Collateralized reinsurance market shows no signs of slowing down

by Artemis on September 21, 2018

Collateralized reinsurance market growth shows no signs of slowing down, according to rating agency S&P, as the “exceptional growth” exhibited by this form of third-party capital looks set to continue, in particular thanks to the ease of uptake for ceding companies.

Collateralized reinsurance can be a much simpler entry point for ceding companies, into accessing the capital markets backed, insurance-linked securities (ILS) world of reinsurance and retrocessional protection.

For buyers of protection new to ILS, collateralized reinsurance poses fewer challenges or hurdles to adopt as a component of a reinsurance tower, compared to the structuring and issuance of catastrophe bonds, for example.

The comparability of the collateralized reinsurance product with traditional reinsurance is also a draw, as it slots more neatly into the tower of protection alongside the traditional participants in a program.

Typically indemnity in nature, the collateralized reinsurance product can often be seen as a simple alternative to a rated reinsurance balance-sheet, although now can of course be backed by a rated entity as well, removing the collateral one step further from the ceding company

This simplicity has also made it attractive to ILS fund managers, as they can deploy their capital into reinsurance programs with much greater ease and on more level terms with competitors.

All of this has helped to drive the rapid growth of that segment of the ILS market, resulting in collateralized reinsurance being as much as twice the size of the catastrophe bond market at this time (depending on whose metrics you use, an example from Aon is below).

Collateralized reinsurance ILS market growth

S&P notes that ILS funds “do not typically offer an independent assessment of their ability to pay claims” but the full cash collateralization of the risk is increasingly seen to negate the need for ratings, with acceptance of this option increasing across the global insurance and reinsurance marketplace.

In total, the figures from Aon in the chart above show that collateralized reinsurance is roughly 60% of total convergence or ILS capital, accounting for around $50 billion in 2017 and by now likely closer to $60 billion (we would estimate).

S&P note that not every counterparty wants to directly face off to a collateralized reinsurance arrangement and trust, which has led leading ILS funds to work more closely with fronting reinsurers or to establish their own rated reinsurance entities.

The latter, of ILS fund managers establishing their own rated vehicles, “Puts further pressure on traditional reinsurers’ competitive position, especially given that the vehicles usually have a lower expense ratio than the traditional players as the latter provide various ancillary services to their clients,” S&P explained.
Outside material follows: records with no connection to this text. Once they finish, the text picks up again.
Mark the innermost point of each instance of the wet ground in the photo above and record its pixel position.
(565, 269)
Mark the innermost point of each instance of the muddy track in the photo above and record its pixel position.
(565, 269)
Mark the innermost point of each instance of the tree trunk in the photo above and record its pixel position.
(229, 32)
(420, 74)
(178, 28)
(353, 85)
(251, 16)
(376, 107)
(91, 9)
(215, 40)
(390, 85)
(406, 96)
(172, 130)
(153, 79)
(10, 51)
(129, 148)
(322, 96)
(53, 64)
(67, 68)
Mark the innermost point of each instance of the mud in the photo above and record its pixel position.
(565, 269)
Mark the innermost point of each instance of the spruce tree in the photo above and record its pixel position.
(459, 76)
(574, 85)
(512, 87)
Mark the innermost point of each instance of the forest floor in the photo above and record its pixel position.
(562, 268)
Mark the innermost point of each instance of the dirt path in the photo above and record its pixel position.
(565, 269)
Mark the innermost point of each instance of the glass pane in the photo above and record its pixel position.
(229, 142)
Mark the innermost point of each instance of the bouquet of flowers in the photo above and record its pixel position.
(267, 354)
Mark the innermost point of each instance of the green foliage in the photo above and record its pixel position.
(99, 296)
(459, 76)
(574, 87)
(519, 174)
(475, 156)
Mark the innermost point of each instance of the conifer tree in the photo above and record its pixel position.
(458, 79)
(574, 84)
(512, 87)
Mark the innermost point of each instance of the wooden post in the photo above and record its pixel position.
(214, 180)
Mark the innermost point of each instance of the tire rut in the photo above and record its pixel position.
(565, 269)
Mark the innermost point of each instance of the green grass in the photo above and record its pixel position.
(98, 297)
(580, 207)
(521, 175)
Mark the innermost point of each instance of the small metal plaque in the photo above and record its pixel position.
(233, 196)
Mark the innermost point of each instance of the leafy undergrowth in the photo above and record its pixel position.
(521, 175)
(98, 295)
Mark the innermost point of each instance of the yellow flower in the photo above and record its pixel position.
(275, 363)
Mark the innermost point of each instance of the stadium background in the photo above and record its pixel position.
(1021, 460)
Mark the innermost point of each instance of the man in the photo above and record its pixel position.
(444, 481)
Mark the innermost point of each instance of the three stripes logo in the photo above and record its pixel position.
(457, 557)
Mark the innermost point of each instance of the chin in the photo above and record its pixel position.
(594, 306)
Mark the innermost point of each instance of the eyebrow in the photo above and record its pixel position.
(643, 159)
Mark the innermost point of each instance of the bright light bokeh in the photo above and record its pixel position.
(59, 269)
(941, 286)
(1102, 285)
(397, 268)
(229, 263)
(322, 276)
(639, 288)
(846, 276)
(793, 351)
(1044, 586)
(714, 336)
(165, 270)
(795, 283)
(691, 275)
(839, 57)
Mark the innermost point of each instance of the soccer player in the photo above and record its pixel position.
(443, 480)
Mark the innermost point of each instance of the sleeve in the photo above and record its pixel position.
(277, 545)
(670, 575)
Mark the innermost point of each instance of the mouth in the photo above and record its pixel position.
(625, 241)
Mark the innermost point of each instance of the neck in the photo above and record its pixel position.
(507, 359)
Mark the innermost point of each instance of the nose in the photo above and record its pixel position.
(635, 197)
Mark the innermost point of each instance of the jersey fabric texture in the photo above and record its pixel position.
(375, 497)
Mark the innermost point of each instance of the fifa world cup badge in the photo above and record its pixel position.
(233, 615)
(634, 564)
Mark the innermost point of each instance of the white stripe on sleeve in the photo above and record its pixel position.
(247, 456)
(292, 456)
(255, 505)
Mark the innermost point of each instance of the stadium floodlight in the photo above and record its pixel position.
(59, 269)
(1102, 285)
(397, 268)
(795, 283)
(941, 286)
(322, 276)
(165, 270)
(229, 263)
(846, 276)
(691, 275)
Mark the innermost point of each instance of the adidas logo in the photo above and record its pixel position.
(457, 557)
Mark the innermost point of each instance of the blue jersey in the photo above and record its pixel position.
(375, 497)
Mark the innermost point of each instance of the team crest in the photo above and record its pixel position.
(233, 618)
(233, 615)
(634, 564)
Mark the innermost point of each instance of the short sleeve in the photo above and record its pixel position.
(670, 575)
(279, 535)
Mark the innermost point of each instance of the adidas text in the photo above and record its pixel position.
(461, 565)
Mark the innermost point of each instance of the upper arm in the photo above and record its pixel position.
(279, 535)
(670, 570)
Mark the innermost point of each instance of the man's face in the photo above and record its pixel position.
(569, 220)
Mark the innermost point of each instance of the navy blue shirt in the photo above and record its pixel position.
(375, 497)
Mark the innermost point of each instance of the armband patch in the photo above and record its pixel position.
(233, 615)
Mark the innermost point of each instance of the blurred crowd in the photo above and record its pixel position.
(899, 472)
Given the simple on-boarding for collateralized reinsurance and now the ability to trade with fully collateralized capacity using a rated fronting vehicle or ILS manager owned entity, the growth of collateralized reinsurance is likely to continue.

It is also likely to continue to outpace catastrophe bond market growth, at least until the costs of cat bond issuance can be lessened further.

Collateralized reinsurance is also likely to assist with the expansion of the ILS market as well, given its simpler to transact nature means that entering new classes of business will likely be easier in future for ILS funds adopting this approach.

“We assume collateralized reinsurance will remain the dominant means of incorporating third-party capital into the reinsurance market, despite being the source of a significant proportion of the 2017 investment losses,” S&P said, adding “It is an effective means of connecting cedants’ counterparty credit risk considerations with the investors’ appetite for insurance risks.”

However, it’s worth noting that growth of collateralized reinsurance has slowed somewhat in 2018, after two year’s of extraordinary growth in 2016 and 2017.

This is a natural slow down as the sector achieved scale and now further growth is expected at the rate seen so far this year, but for growth to accelerate again we’ll need to see the ILS market expanding and taking more market share (as our survey results forecast may happen).